1. This randomized clinical trial showed that among persons aged 50-64 years, mailed outreach invitations offering either fecal immunochemical tests (FIT) or colonoscopies increased the proportion of persons completing the CRC screening test within 3 years.
2. The rate of screening process completion was higher with colonoscopy outreach than with FIT outreach.
Evidence Rating Level: 1 (Excellent)
Study Rundown: Colorectal cancer (CRC) is the second leading cause of cancer-related deaths in the United States, and screening can reduce CRC incidence and mortality. However, CRC screening effectiveness is limited by underuse and suboptimal adherence. Complementing visit-based screening with mailed outreach invitations is known to increase screening in racially diverse and socioeconomically disadvantaged populations; however, the outcome measures in these studies focused on single steps of the screening process and not on the completion of the entire process over time. Therefore, it is not known whether mailed outreach invitations for CRC screening will significantly increase screening process completion over time. This randomized control study found that the groups who received mailed outreach invitations for either fecal immunochemistry testing (FIT) or colonoscopy testing had significantly increased CRC screening completion rates compared to the group receiving usual care (whatever visit-based screening was recommended and ordered during a single in-person clinic visit). There was a higher completion rate of the CRC screening process in the colonoscopy group compared to the FIT group.
There are a few limitations to the study. First, because this was a pragmatic trial, mailed invitations were simple, 1-page letters and not in-depth decision aids. Secondly, participants could have received screening at outside institutions, though this is unlikely due to the insurance arrangements within the health system. Finally, the study was not powered to detect differences in CRC detection or mortality. Overall, this study provides evidence suggesting among persons aged 50-64 years receiving primary care, mailed outreach invitations offering FIT or colonoscopy, compared with usual care, increased the proportion completing the CRC screening process within 3 years, suggesting their effectiveness over usual care.

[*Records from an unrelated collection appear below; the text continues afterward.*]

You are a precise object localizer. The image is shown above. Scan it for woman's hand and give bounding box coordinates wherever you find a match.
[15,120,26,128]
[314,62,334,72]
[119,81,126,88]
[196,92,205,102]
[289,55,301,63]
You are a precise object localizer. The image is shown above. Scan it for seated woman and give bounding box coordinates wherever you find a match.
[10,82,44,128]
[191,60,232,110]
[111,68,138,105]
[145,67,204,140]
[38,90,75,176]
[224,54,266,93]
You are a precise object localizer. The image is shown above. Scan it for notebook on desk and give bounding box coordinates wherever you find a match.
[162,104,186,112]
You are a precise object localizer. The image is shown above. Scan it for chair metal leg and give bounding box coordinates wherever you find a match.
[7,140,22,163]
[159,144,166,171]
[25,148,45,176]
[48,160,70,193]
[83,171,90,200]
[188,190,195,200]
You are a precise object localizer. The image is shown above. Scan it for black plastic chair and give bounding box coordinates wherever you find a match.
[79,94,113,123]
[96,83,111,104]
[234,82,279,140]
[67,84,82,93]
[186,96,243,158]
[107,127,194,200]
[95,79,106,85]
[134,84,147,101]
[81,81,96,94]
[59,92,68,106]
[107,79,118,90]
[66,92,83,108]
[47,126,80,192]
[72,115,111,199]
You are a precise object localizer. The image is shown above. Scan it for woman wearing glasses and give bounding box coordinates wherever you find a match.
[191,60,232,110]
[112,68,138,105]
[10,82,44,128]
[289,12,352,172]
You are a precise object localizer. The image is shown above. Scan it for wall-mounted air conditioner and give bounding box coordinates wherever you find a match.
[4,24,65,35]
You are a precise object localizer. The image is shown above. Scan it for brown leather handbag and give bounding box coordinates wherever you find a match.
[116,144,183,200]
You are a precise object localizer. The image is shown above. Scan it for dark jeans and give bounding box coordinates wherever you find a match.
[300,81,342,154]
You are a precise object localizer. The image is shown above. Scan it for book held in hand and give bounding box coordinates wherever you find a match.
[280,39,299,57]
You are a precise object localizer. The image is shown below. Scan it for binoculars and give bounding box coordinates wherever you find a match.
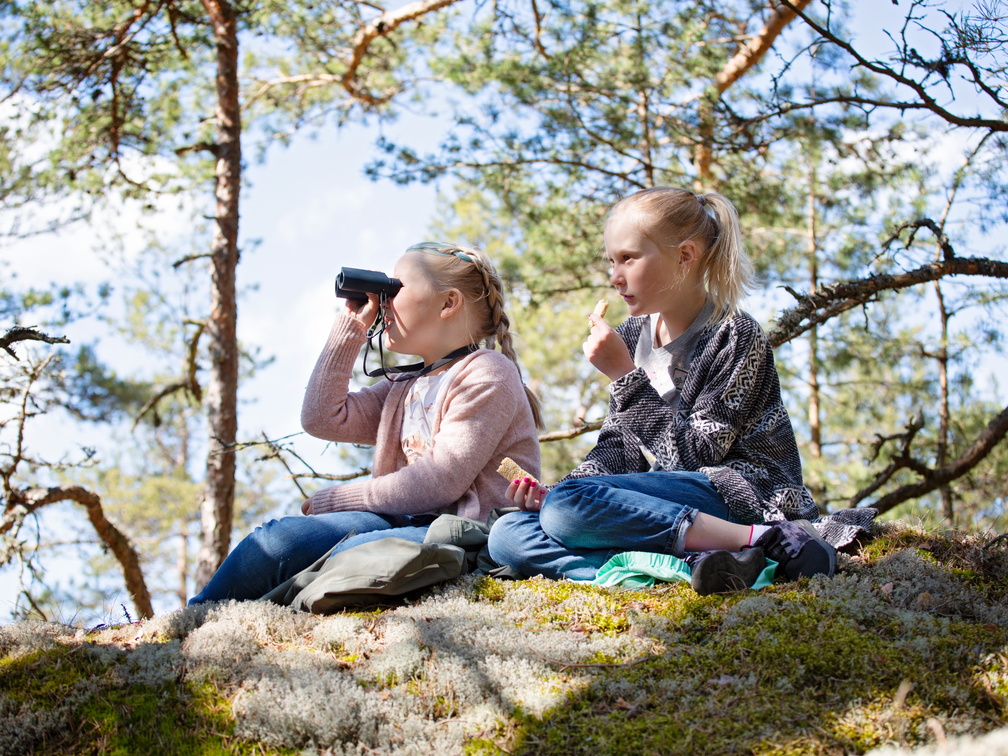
[334,267,403,303]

Relevant Reading: Comparative effectiveness of fecal immunochemical test outreach, colonoscopy outreach, and usual care for boosting colorectal cancer screening among the underserved: a randomized clinical trial.
In-Depth [randomized control study]: This randomized clinical trial studied patients aged 50-64 years receiving primary care at a publicly-funded institution at Parkland Health and Hospital System. Patients were randomized into the following groups: 1) Patients who were mailed fecal immunochemistry test outreach invitations for CRC screening 2) Patients who were mailed colonoscopy outreach invitations for CRC screening, and 3) usual care, where recommended in-person recommendations were made about CRC screening if indicated at clinic visits. The primary endpoint was screening process completion within three years, defined as (1) colonoscopy completed with no cancer detected; (2) cancer detected by colonoscopy and treatment evaluation completed within 2 or fewer months; (3) a normal FIT result repeated annually for 3 years; (4) an abnormal FIT result with colonoscopy completed within 6 or fewer months with no cancer detected; or (5) an abnormal FIT result with cancer detected by colonoscopy and treatment evaluation completed within 2 or fewer months. The study found that persons who received mailed outreach invitations for either fecal immunochemistry testing (FIT) or colonoscopy testing had significantly increased CRC screening completion rates compared to the group receiving usual care. There was a higher completion rate of the CRC screening process in the colonoscopy group compared to the FIT group.
Of 5999 persons who were included in the study, 2400 persons were assigned to the FIT outreach group; 2400 to the colonoscopy outreach group, and 1199 to the usual care group. Screening process completion was achieved in 38.4% (95% CI, 36,5% to 40.4%) of participants in the colonoscopy outreach group, 28.0% (95% CI, 26.2% to 29.8%) in the FIT outreach group, and 10.7% (95% CI, 9.1 to 12.6%) in the usual care group. Compared with the usual care group, screening process completion was 27.7% (95% CI, 25.1% to 30.4%) higher in the colonoscopy outreach group and 17.3% (95% CI, 14.8% to 19.8%) higher in the FIT outreach group and 10.4% (95% CI, 7.8% to 13.1%) higher for the colonoscopy outreach group compared to the FIT outreach group (p < 0.001 for all comparisons mentioned).